Best Scalable Web Scraping tool - Octoparse Review from Korean UserMonday, May 15, 2017
[Octoparase User Review] By EunJeong Lee from Korea - Standard Plan User
(The original post in Korean is here)
Let's decorate the first blog with useful information. The robot needs to crawl the web server and extract the data automatically. This is called Web Scraping.
Why is this necessary?
I'm sorry for the paper ...
It is not easy to find information on Naver even if you look for it. So I've found a web scraping service that goes a few days behind Google and I like it! OCTOPARSE !
Octoparse is a Chinese web scraping service (Octopus is a brand derived from octopus, the character is called yomi octopus!)
Below I briefly left the advantages and disadvantages.
The advantages of Octoparse
First, since it started in China, services are being provided in Chinese. It has been well in China and has advanced to the United States. For those who are more comfortable with Chinese than English, they will be more accessible than American sites.

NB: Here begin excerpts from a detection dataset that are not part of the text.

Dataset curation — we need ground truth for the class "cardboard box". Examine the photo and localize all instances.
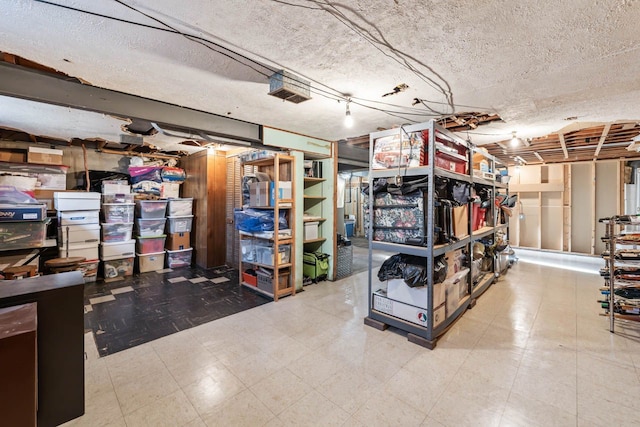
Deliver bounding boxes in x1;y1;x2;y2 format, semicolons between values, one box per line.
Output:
444;249;465;279
249;181;269;206
304;221;320;240
387;279;446;307
160;182;180;199
433;305;447;328
166;231;191;251
269;181;291;206
0;203;47;221
53;191;100;211
27;147;64;166
0;149;27;163
452;205;469;239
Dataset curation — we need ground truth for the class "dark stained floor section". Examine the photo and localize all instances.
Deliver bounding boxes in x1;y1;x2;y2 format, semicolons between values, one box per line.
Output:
85;267;271;357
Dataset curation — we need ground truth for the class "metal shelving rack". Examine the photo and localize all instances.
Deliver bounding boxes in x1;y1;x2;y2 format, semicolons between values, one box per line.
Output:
364;121;508;349
599;215;640;333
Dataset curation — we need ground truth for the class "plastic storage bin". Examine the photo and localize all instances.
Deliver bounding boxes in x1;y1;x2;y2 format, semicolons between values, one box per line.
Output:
167;199;193;216
102;222;133;243
58;242;100;259
136;218;167;237
136;200;167;218
0;218;50;251
136;251;164;273
167;215;193;233
167;249;193;268
137;235;167;254
78;260;100;283
103;257;135;282
102;203;135;223
102;193;135;204
255;245;291;265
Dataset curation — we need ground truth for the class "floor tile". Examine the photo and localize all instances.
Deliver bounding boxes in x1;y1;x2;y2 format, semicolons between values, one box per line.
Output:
251;368;312;415
278;390;351;427
124;390;199;427
204;390;275;427
184;367;247;418
89;295;116;305
354;391;427;426
111;286;133;295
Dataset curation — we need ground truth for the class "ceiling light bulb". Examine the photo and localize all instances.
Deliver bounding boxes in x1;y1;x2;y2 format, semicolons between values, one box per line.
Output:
511;132;520;147
344;101;353;128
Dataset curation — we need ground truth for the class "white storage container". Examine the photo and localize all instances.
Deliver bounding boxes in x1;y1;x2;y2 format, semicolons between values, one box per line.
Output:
167;199;193;217
58;242;100;260
167;215;193;234
102;222;133;243
167;248;193;268
136;218;167;237
102;203;135;223
304;221;320;240
102;193;135;204
58;224;100;246
136;200;167;218
136;251;164;273
103;256;135;282
100;240;136;261
53;191;100;211
58;210;100;226
102;180;131;194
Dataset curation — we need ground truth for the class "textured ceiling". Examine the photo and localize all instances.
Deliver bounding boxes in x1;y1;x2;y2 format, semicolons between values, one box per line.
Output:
0;0;640;152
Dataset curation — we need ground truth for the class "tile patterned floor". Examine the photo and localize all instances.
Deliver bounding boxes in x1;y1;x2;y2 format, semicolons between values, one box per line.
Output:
85;267;270;356
69;254;640;426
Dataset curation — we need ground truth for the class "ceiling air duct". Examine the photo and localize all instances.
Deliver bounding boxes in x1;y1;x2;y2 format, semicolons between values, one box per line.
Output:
269;70;311;104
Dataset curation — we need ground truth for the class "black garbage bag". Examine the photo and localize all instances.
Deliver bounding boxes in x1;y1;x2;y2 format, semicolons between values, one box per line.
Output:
378;254;448;288
433;255;449;283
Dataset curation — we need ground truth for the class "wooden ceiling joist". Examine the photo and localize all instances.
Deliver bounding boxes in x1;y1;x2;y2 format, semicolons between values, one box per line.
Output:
593;123;611;159
558;133;569;159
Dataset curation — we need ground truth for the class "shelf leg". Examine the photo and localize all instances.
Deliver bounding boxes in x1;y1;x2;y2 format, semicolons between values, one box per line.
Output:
407;333;438;350
364;317;389;331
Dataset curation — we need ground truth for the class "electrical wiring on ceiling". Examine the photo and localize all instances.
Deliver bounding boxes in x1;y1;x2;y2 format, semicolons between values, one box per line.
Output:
30;0;492;123
298;0;455;115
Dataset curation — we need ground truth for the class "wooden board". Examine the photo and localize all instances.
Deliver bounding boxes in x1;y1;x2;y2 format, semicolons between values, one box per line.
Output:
594;162;620;254
571;163;593;254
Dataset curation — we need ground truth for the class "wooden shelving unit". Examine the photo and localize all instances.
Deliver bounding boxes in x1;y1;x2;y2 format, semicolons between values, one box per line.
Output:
239;153;296;301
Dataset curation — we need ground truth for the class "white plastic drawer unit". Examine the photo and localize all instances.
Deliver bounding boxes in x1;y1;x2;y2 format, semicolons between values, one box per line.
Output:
58;224;100;246
100;240;136;261
58;210;100;226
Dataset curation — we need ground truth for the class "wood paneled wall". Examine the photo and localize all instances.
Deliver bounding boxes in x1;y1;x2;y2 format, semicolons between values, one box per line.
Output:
181;150;227;268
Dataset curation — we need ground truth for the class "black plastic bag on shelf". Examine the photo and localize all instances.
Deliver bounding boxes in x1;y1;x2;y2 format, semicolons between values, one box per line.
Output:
378;254;448;288
433;255;449;283
451;181;471;205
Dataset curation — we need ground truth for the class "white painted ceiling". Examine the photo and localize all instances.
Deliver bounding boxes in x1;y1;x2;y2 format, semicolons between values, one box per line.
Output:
0;0;640;149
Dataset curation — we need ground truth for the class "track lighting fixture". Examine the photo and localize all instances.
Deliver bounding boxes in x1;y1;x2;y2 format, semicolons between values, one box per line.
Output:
511;130;520;147
344;99;353;128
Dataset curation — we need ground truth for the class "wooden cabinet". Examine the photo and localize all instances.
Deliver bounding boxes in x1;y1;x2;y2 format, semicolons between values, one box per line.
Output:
181;150;227;268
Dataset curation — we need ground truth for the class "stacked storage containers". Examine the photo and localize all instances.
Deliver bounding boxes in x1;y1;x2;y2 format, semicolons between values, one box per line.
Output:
166;199;193;268
53;192;100;282
136;200;167;273
100;183;135;282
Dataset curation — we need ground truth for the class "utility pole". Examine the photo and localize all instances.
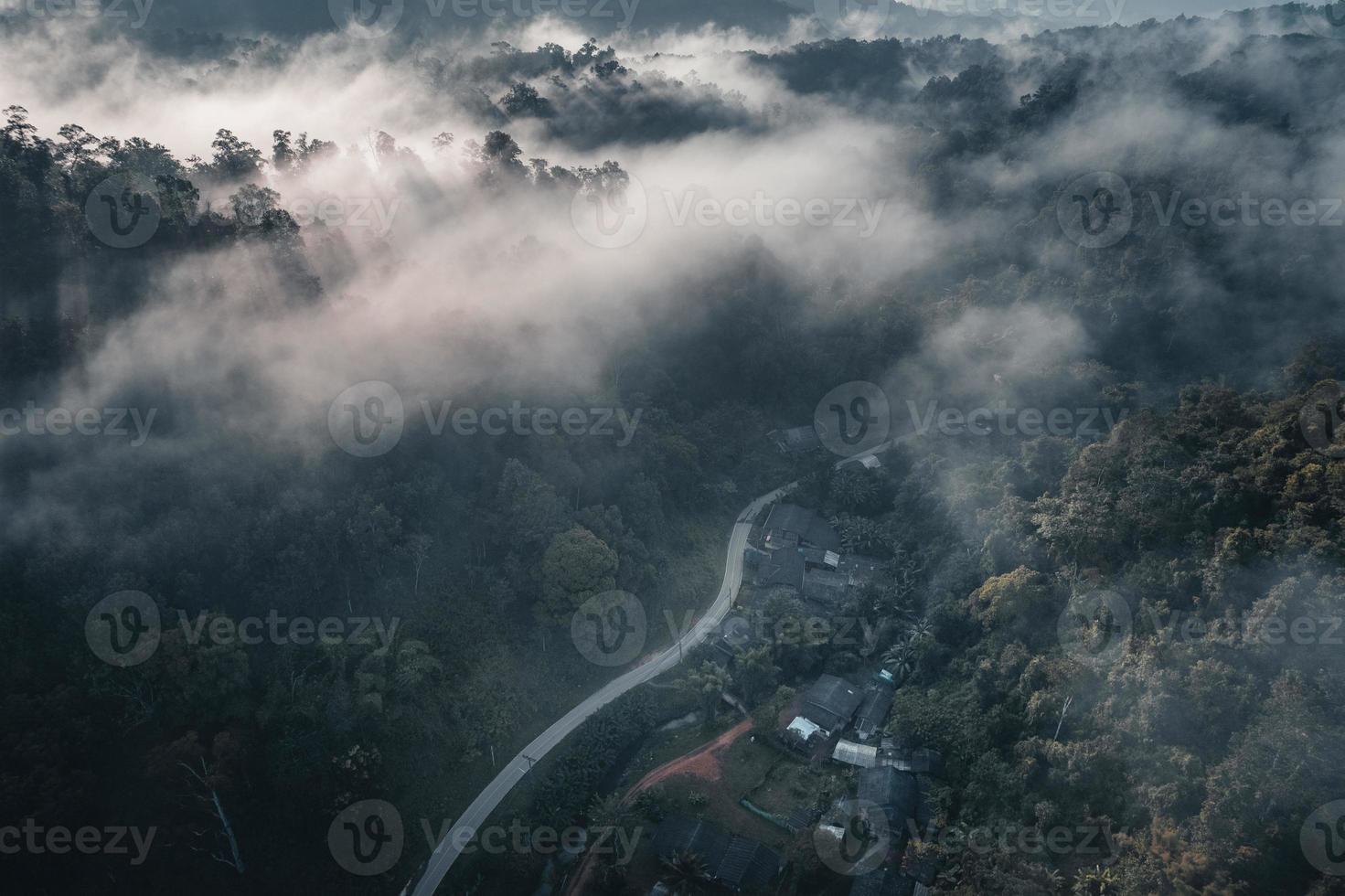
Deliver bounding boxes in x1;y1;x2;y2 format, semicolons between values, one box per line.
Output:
1051;697;1074;740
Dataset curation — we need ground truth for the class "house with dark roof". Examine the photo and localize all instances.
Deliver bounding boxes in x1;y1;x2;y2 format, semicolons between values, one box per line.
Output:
757;549;803;591
850;868;929;896
764;503;840;551
859;765;920;834
854;670;897;740
766;426;822;454
654;813;785;892
799;676;863;734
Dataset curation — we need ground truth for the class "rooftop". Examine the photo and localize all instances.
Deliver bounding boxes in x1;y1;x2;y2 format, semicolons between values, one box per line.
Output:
765;503;840;550
800;676;863;731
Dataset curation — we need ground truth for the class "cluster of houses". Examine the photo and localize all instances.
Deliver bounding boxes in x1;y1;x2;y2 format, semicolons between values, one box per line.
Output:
780;673;942;896
743;503;883;613
651;497;940;896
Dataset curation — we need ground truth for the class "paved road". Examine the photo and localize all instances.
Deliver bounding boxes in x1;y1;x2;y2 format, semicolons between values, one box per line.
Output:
402;436;911;896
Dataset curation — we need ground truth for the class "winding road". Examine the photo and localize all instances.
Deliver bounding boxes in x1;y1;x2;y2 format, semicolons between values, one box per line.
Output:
402;436;911;896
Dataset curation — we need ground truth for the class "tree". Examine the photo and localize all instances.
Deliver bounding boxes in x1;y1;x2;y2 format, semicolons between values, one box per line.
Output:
678;660;733;722
659;848;709;896
734;645;780;708
209;128;261;180
542;526;619;622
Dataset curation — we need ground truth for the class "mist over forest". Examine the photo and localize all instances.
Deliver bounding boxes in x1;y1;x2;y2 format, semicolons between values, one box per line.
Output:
0;0;1345;896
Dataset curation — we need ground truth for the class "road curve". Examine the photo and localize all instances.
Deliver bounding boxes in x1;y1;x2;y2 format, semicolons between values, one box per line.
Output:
402;436;911;896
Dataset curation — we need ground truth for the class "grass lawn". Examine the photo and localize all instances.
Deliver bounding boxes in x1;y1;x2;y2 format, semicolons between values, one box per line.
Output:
748;762;854;816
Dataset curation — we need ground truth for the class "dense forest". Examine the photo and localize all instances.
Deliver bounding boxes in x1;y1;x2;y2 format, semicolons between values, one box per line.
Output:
0;4;1345;896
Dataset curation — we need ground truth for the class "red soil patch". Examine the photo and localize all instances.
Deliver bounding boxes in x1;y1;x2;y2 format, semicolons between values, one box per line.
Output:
566;719;752;896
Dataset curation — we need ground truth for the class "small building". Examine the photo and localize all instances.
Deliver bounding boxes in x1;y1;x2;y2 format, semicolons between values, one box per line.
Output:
879;739;943;776
799;676;863;736
764;503;840;551
831;740;879;768
859;765;920;834
799;548;840;571
837;554;888;585
757;549;803;591
854;670;897;740
785;716;826;742
850;868;929;896
654;813;785;892
766;426;822;454
803;569;850;613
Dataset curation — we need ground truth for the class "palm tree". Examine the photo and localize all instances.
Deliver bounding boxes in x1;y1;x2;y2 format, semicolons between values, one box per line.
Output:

Second, it is also very cheap compared to competitors. Other web scraping services have a limit of 500 queries or 100 webpage limits, I need to use a premium for big data extraction, and it's broken by $150 to $190 / month.
The surprise is that Octoparse has a free plan! This plan does not have a web page limit or queries limit.

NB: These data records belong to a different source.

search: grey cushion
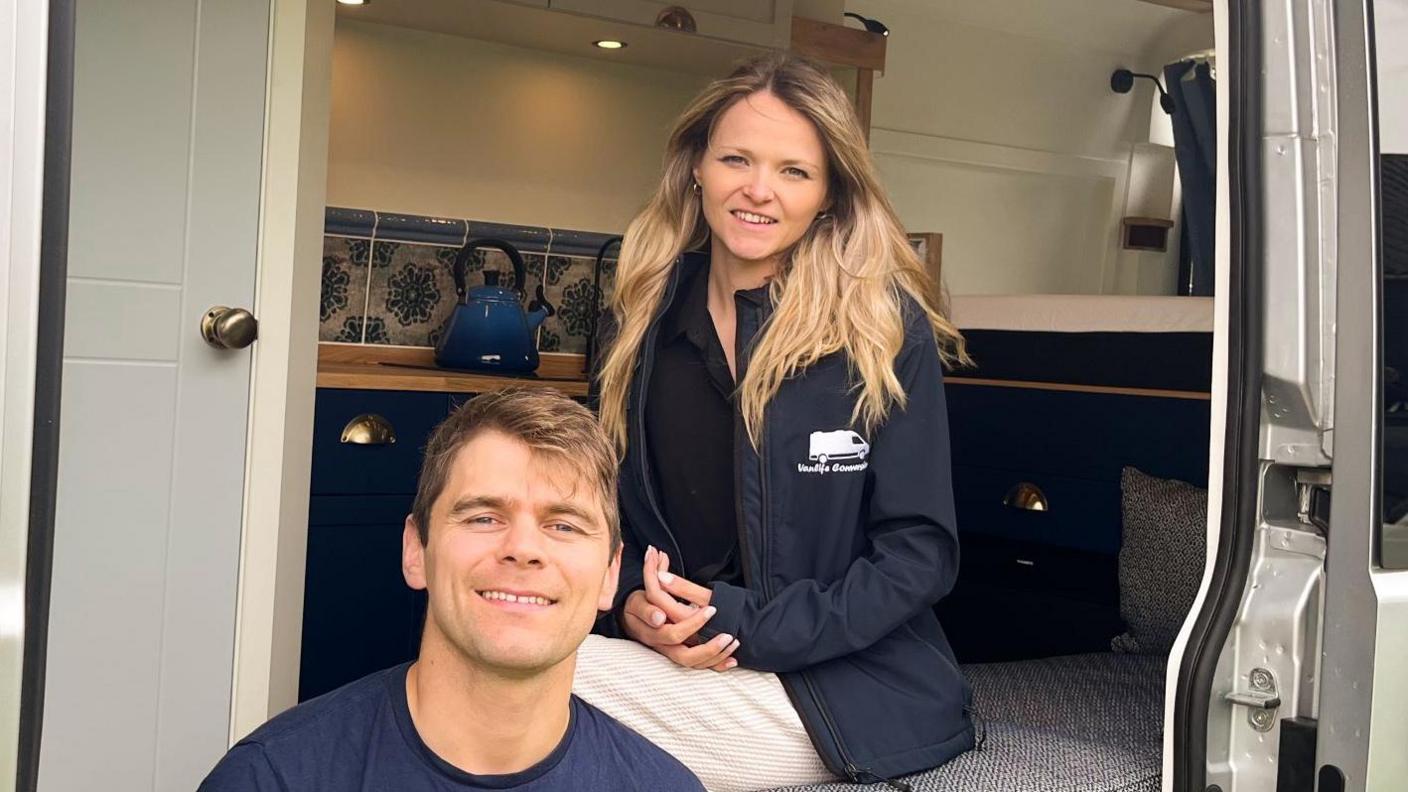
[773,654,1164,792]
[1110,468,1208,654]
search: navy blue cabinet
[298,389,451,700]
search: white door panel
[39,0,269,791]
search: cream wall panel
[63,278,183,361]
[69,0,197,283]
[39,361,176,791]
[328,20,705,231]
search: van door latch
[1224,668,1281,731]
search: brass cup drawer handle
[342,413,396,445]
[1002,481,1050,512]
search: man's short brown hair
[411,388,621,555]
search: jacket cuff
[700,582,752,640]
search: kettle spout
[524,285,558,331]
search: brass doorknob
[200,306,259,349]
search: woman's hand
[621,547,738,671]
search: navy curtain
[1163,61,1218,296]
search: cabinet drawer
[953,465,1121,554]
[313,388,449,495]
[298,495,425,700]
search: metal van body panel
[1262,0,1336,466]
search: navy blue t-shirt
[200,664,704,792]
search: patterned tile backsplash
[326,209,615,354]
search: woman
[576,54,974,789]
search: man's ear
[401,514,425,590]
[597,547,621,610]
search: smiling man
[201,389,703,792]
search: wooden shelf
[318,344,587,396]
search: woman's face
[694,92,826,262]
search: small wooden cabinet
[298,388,452,702]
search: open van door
[1166,0,1408,791]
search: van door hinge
[1295,468,1331,534]
[1224,668,1281,731]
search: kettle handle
[453,237,528,302]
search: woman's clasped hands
[621,547,738,671]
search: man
[201,389,703,792]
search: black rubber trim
[14,0,75,792]
[1173,0,1264,792]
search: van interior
[298,0,1217,792]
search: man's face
[401,431,621,676]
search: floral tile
[320,228,615,354]
[318,237,366,342]
[346,238,403,269]
[367,242,461,347]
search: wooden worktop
[318,342,587,396]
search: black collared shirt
[645,264,742,585]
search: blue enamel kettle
[435,238,556,373]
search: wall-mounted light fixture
[1110,69,1173,116]
[842,11,890,35]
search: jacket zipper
[635,261,689,566]
[734,295,912,792]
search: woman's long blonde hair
[598,52,969,452]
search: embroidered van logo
[797,428,870,474]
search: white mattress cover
[949,295,1212,333]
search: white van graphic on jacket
[797,428,870,474]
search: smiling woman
[576,54,976,791]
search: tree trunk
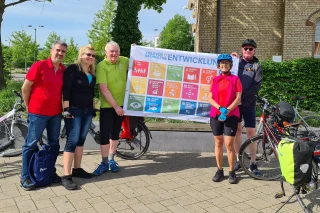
[0,0,6,90]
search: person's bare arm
[21,79,34,111]
[99,84,124,116]
[209,92,220,109]
[227,92,242,112]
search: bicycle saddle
[292,96,307,101]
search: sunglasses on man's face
[85,53,96,58]
[243,47,254,52]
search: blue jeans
[21,113,61,182]
[64,107,93,153]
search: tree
[37,32,61,60]
[140,39,154,47]
[11,30,35,69]
[64,37,78,65]
[111,0,166,57]
[159,14,193,51]
[0,0,51,89]
[87,0,117,57]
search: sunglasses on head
[85,53,96,58]
[243,47,254,52]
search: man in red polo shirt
[21,41,67,190]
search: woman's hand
[114,106,124,116]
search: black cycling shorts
[100,108,123,145]
[210,116,239,136]
[239,105,256,128]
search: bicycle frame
[0,95,22,141]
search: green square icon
[127,95,145,111]
[162,98,180,114]
[167,65,183,81]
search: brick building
[188,0,320,60]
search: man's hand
[114,106,124,116]
[63,107,74,118]
[231,52,240,58]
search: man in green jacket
[93,41,129,175]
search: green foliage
[0,81,23,115]
[111,0,166,57]
[87,0,117,58]
[140,39,154,47]
[64,37,78,65]
[10,30,38,68]
[37,32,61,60]
[259,58,320,110]
[159,14,194,51]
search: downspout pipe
[216,0,222,54]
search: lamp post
[5,39,11,75]
[28,25,44,62]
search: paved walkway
[0,152,320,213]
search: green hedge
[259,58,320,112]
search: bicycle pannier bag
[28,144,54,187]
[278,101,295,122]
[278,137,314,185]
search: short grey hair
[51,40,68,49]
[104,41,120,51]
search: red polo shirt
[26,58,66,116]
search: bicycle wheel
[1,120,28,157]
[0,121,13,152]
[239,135,281,180]
[300,115,320,140]
[117,123,150,160]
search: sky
[1,0,194,47]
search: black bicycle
[60,116,152,160]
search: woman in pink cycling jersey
[209,54,242,184]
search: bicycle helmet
[241,39,257,48]
[217,54,233,64]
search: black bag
[278,101,295,123]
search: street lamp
[5,39,11,75]
[28,25,44,62]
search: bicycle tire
[1,120,28,157]
[239,135,281,180]
[0,121,13,152]
[299,115,320,140]
[117,122,150,160]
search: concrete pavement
[0,151,320,213]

However, you can only turn two spiders at a time. And you have to run it on your computer's RAM rather than the cloud. That means, if the data is large, you have to turn the computer on all day.

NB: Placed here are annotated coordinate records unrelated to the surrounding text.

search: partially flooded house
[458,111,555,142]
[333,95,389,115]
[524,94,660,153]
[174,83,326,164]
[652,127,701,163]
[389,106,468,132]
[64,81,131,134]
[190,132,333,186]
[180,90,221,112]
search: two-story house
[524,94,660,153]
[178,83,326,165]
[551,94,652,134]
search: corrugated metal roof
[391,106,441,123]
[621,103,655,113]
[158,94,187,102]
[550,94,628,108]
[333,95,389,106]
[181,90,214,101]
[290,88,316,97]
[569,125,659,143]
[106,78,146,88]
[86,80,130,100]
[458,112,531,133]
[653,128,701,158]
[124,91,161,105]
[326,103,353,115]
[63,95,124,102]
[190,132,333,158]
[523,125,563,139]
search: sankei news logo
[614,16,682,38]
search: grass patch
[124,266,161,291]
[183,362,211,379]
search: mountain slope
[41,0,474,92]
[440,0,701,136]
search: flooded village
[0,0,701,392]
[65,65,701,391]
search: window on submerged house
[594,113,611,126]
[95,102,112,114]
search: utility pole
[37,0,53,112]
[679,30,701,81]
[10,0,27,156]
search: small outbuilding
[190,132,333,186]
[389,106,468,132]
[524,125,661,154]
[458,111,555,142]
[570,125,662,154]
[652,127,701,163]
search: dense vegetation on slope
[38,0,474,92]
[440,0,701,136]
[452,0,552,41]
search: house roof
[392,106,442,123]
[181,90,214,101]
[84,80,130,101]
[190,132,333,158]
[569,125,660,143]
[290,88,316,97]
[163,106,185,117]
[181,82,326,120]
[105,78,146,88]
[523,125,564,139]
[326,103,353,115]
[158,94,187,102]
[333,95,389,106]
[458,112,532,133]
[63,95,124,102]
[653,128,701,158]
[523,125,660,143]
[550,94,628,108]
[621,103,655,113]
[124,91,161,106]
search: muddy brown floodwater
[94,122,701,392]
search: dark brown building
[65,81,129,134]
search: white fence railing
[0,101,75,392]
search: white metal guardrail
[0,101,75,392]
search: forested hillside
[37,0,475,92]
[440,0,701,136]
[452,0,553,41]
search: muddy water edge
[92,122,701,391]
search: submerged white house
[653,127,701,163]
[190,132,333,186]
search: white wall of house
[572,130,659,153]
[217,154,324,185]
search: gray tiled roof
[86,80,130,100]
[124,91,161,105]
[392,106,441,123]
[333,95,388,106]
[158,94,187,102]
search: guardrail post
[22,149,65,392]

But at a premium of $89 ($79 / month for a one-year payment), it's much cheaper than our competitors. I am using a standard plan, so I have several tasks running at the same time!
Third, it's really easy to learn! If you download octoparse after signing up, you will receive a tutorial with sample data. It is also very well explained on the website (in English).
The disadvantages of Octoparse
To be fair and to say the disadvantage：
First, if you run the spider with local extraction rather than the cloud, it will automatically stop after 4 hours.
At first I panicked really big. But fortunately, when you turn it back on, the data is still alive and you can recover it, save it, and then start over with the next data. This process is very annoying and takes longer than expected. So I contacted myself and the programmers are already working on this part :)
If you have a lot of data to extract, we recommend a standard plan.
The cloud does not have the same problem because it extracts data from the web and stores it.
Second, the transparent spider:
The reason for being transparent is that I turned the task to the cloud, because it was too many links (10,000 links)
I was not in the cloud at all. So I broke and split many links but I had a hard time extracting it !!! It seems to be fucking.
I hope this information has helped ~ and I will go back to my paper.